A soldier may not listen when his commanding officer tells him that he needs to take head injuries seriously, but perhaps he’ll listen if one of his NFL heroes says so, he said.
“Similarly, our players may not want to listen to medical personnel and coaches deliver the message, but perhaps they’ll listen to a Special Ops soldier who has seen significant combat action,” he said.
Studies have found that about 60 percent of former NFL players have suffered concussions and about 33 percent report having at least three. The military has reported nearly 230,000 cases of traumatic brain injury among the more than 2 million Americans who have been deployed to Iraq and Afghanistan.
Military officials who have briefed Goodell on the Army’s helmet sensors say their devices are slightly different than those being tested by the NFL, which are looking only at the forces generated by blows to the head.
The Army’s sensors detect blunt force trauma to the head, acceleration of helmet and shock waves generated by explosions, said Lt. Col. Frank Lozano, who oversees the military helmet sensor program and was among those who spoke to Goodell.

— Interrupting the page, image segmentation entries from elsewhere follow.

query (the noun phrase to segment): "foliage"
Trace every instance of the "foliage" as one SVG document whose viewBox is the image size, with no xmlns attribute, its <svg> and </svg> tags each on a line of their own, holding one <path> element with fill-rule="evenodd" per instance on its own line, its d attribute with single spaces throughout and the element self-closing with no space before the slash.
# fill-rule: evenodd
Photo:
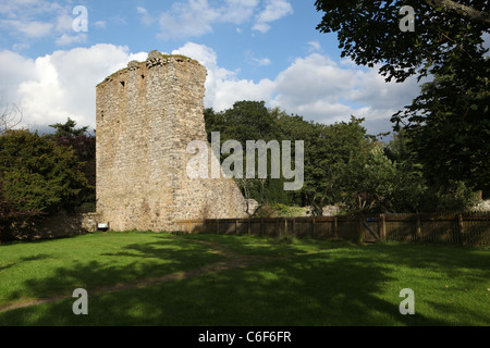
<svg viewBox="0 0 490 348">
<path fill-rule="evenodd" d="M 342 166 L 336 188 L 348 212 L 402 212 L 417 210 L 426 185 L 417 172 L 403 170 L 376 146 L 367 159 Z"/>
<path fill-rule="evenodd" d="M 440 2 L 317 0 L 317 11 L 324 12 L 317 29 L 338 33 L 342 57 L 370 67 L 382 64 L 380 73 L 388 80 L 403 82 L 411 75 L 426 76 L 439 70 L 452 54 L 461 53 L 462 60 L 470 61 L 485 53 L 481 36 L 490 25 L 438 5 Z M 460 3 L 489 16 L 487 0 Z M 415 32 L 400 29 L 399 12 L 404 5 L 416 12 Z"/>
<path fill-rule="evenodd" d="M 11 239 L 10 226 L 14 222 L 23 222 L 39 214 L 36 209 L 22 208 L 25 198 L 12 197 L 4 188 L 5 181 L 0 175 L 0 241 Z"/>
<path fill-rule="evenodd" d="M 71 210 L 88 186 L 74 150 L 28 130 L 0 137 L 0 174 L 4 189 L 19 197 L 15 208 L 52 213 Z"/>
<path fill-rule="evenodd" d="M 88 126 L 75 128 L 76 122 L 70 117 L 64 124 L 57 123 L 50 127 L 56 129 L 49 135 L 60 146 L 71 148 L 81 165 L 88 185 L 78 195 L 76 206 L 88 207 L 85 210 L 94 210 L 96 202 L 96 137 L 87 133 Z"/>
<path fill-rule="evenodd" d="M 461 76 L 464 75 L 464 78 Z M 465 66 L 454 59 L 404 112 L 392 117 L 411 139 L 414 161 L 432 186 L 490 191 L 490 59 Z"/>
<path fill-rule="evenodd" d="M 415 9 L 415 32 L 400 29 L 403 5 Z M 403 165 L 421 165 L 432 197 L 444 200 L 460 181 L 485 196 L 490 60 L 482 35 L 490 33 L 489 2 L 318 0 L 316 7 L 324 12 L 317 28 L 338 33 L 342 57 L 370 67 L 381 64 L 387 80 L 433 77 L 412 105 L 392 116 L 394 129 L 404 130 Z"/>
</svg>

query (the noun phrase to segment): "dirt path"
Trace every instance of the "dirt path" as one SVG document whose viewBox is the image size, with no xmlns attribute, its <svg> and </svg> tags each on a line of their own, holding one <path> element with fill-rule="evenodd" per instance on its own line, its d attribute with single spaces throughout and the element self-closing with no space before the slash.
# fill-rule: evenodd
<svg viewBox="0 0 490 348">
<path fill-rule="evenodd" d="M 191 277 L 198 277 L 198 276 L 203 276 L 203 275 L 207 275 L 207 274 L 211 274 L 211 273 L 218 273 L 218 272 L 222 272 L 222 271 L 231 270 L 231 269 L 246 268 L 246 266 L 249 266 L 253 264 L 286 259 L 286 258 L 291 258 L 294 256 L 294 254 L 290 254 L 286 257 L 275 257 L 275 258 L 245 256 L 245 254 L 233 252 L 233 251 L 226 249 L 225 247 L 223 247 L 219 244 L 216 244 L 216 243 L 211 243 L 211 241 L 192 240 L 192 239 L 180 238 L 180 237 L 171 237 L 171 238 L 207 245 L 207 246 L 211 247 L 211 249 L 215 252 L 225 257 L 226 260 L 221 261 L 221 262 L 206 264 L 199 269 L 187 271 L 187 272 L 177 272 L 177 273 L 167 274 L 167 275 L 159 276 L 159 277 L 140 279 L 140 281 L 133 282 L 133 283 L 121 283 L 121 284 L 115 284 L 115 285 L 111 285 L 111 286 L 99 287 L 97 289 L 90 290 L 90 295 L 102 295 L 102 294 L 110 294 L 110 293 L 115 293 L 115 291 L 120 291 L 120 290 L 143 288 L 143 287 L 161 284 L 161 283 L 166 283 L 166 282 L 185 279 L 185 278 L 191 278 Z M 17 308 L 25 308 L 25 307 L 36 306 L 36 304 L 56 302 L 56 301 L 63 300 L 66 298 L 68 298 L 66 296 L 53 296 L 53 297 L 48 297 L 48 298 L 42 298 L 42 299 L 21 301 L 21 302 L 16 302 L 13 304 L 0 307 L 0 313 L 12 310 L 12 309 L 17 309 Z"/>
</svg>

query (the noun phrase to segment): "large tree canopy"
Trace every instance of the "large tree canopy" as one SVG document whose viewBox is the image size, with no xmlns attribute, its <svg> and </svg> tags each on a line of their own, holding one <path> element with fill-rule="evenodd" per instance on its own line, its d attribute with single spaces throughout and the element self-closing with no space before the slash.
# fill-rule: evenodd
<svg viewBox="0 0 490 348">
<path fill-rule="evenodd" d="M 463 181 L 490 190 L 490 60 L 482 45 L 490 32 L 488 0 L 318 0 L 318 25 L 336 32 L 342 55 L 381 64 L 387 80 L 430 76 L 412 105 L 392 117 L 406 130 L 408 150 L 426 178 L 449 187 Z M 400 10 L 414 9 L 414 32 L 400 28 Z M 401 108 L 404 105 L 400 105 Z"/>
<path fill-rule="evenodd" d="M 415 10 L 414 32 L 400 29 L 404 5 Z M 490 29 L 488 0 L 318 0 L 316 7 L 324 12 L 317 29 L 338 33 L 342 57 L 359 65 L 382 64 L 388 80 L 425 76 L 454 51 L 460 59 L 481 58 L 482 34 Z"/>
</svg>

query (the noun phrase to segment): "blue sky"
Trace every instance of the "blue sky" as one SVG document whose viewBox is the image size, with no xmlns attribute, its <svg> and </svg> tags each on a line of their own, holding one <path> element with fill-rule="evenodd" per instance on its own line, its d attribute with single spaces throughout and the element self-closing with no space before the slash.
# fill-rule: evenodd
<svg viewBox="0 0 490 348">
<path fill-rule="evenodd" d="M 77 5 L 87 32 L 73 28 Z M 371 134 L 391 130 L 418 84 L 341 59 L 336 35 L 316 29 L 321 16 L 313 0 L 0 0 L 0 108 L 17 105 L 30 128 L 68 116 L 94 127 L 95 86 L 157 49 L 207 67 L 206 107 L 265 100 L 308 121 L 353 114 Z"/>
</svg>

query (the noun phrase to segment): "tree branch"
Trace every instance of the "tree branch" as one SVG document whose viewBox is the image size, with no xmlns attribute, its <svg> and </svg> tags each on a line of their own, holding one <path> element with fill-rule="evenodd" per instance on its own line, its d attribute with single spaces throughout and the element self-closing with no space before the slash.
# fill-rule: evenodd
<svg viewBox="0 0 490 348">
<path fill-rule="evenodd" d="M 490 28 L 490 13 L 475 10 L 474 8 L 457 3 L 452 0 L 424 0 L 432 8 L 443 8 L 448 12 L 455 12 L 464 18 L 476 22 Z"/>
</svg>

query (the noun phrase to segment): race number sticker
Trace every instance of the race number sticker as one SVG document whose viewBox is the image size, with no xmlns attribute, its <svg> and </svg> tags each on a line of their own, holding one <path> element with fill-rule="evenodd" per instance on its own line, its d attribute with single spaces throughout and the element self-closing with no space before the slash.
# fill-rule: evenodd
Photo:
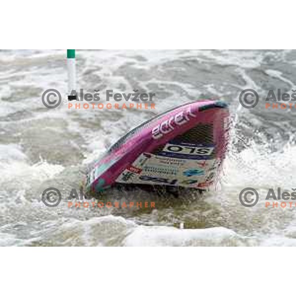
<svg viewBox="0 0 296 296">
<path fill-rule="evenodd" d="M 213 150 L 214 147 L 185 146 L 169 143 L 166 144 L 163 151 L 195 155 L 210 155 Z"/>
<path fill-rule="evenodd" d="M 213 145 L 201 145 L 186 143 L 167 143 L 157 155 L 183 159 L 211 159 L 214 157 Z"/>
</svg>

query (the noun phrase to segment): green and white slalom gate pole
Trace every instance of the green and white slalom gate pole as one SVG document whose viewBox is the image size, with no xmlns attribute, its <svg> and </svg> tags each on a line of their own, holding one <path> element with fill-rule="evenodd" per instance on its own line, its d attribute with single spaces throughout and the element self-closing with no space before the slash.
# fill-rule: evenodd
<svg viewBox="0 0 296 296">
<path fill-rule="evenodd" d="M 76 68 L 75 65 L 75 49 L 67 50 L 67 64 L 68 73 L 68 101 L 76 100 L 75 94 L 71 94 L 76 88 Z"/>
</svg>

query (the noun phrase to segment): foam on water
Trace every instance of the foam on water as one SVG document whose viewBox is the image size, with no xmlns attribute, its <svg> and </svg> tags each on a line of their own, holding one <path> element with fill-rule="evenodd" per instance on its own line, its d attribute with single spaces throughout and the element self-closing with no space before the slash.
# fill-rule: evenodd
<svg viewBox="0 0 296 296">
<path fill-rule="evenodd" d="M 156 92 L 156 110 L 46 110 L 45 89 L 67 91 L 64 51 L 0 51 L 0 245 L 296 245 L 295 210 L 266 209 L 264 199 L 269 188 L 296 187 L 295 111 L 244 110 L 238 99 L 255 89 L 259 106 L 268 87 L 295 88 L 294 52 L 78 53 L 77 88 L 100 89 L 103 103 L 106 89 Z M 216 96 L 231 104 L 232 140 L 219 184 L 202 198 L 168 196 L 153 211 L 120 213 L 69 209 L 64 195 L 56 208 L 41 201 L 48 187 L 78 187 L 86 165 L 135 126 Z M 260 196 L 252 208 L 238 199 L 247 187 Z"/>
</svg>

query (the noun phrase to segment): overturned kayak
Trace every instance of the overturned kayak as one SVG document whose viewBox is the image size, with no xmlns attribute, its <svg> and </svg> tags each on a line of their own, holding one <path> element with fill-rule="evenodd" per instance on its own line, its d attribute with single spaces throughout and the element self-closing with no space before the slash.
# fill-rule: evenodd
<svg viewBox="0 0 296 296">
<path fill-rule="evenodd" d="M 218 176 L 228 142 L 226 104 L 203 100 L 169 110 L 129 132 L 86 177 L 86 189 L 116 183 L 207 189 Z"/>
</svg>

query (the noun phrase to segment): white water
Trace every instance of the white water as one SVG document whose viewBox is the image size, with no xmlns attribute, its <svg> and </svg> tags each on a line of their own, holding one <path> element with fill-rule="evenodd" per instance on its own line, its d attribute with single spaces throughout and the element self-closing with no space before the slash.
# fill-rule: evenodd
<svg viewBox="0 0 296 296">
<path fill-rule="evenodd" d="M 238 107 L 245 88 L 291 90 L 295 52 L 77 52 L 78 87 L 156 92 L 155 111 L 46 109 L 43 90 L 66 93 L 64 56 L 0 52 L 0 245 L 296 245 L 295 209 L 266 208 L 264 200 L 269 188 L 296 187 L 296 110 Z M 64 195 L 56 208 L 42 203 L 46 188 L 78 187 L 86 165 L 135 125 L 217 95 L 231 104 L 231 144 L 219 184 L 201 199 L 168 199 L 150 211 L 69 209 Z M 247 187 L 260 197 L 253 208 L 239 201 Z"/>
</svg>

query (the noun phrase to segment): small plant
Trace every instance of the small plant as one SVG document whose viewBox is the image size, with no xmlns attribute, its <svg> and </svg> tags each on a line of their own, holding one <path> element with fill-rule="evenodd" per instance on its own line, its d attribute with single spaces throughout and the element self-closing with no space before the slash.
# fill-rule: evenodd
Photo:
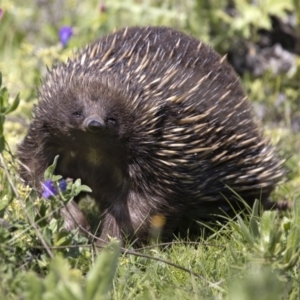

The Army’s sensors have recorded data from 200 events, including 30 IED attacks and accidents such as falls and vehicle crashes, he said.
The sensors start recording any time a soldier’s helmet is involved in an impact that generates a force in excess of 150 Newton, a measure of force. Scientists estimate that a boxer’s punch can generate thousands of Newtons, but a smaller force is still capable of causing an injury.
The Army recently started deploying its third-generation helmet sensor, made by defense contractor BAE Systems, Lozano said.
Helmets containing the two-ounce sensors are being issued to troops headed for Afghanistan’s most hostile areas, he said.
The immediate benefit of a helmet sensor is detecting whether a soldier has been through a traumatic event, since some people who suffer concussions are unaware they have been injured, Lozano said. It’s far too common, for athletes and troops alike, to try to shake off the symptoms and keep going.
“Our system has an antenna that allows the helmet sensor to contact a field service representative and say, ‘I’ve been in a traumatic event,’” he said. “It will alert them to contact the unit and say, ‘One of your sensors went off. I need the sensor, and we need to examine the soldier.”
Some soldiers have come through events that set off their sensors without experiencing concussions — a sign that people’s brains can react differently to traumatic events, he said.
“What we are trying to do is collect the data and correlate it with soldier medical records in conjunction with the medical community and correlate that information over lots of different events so we can develop a more systematic software tool that can predict when an event may lead to traumatic brain injury,” Lozano said.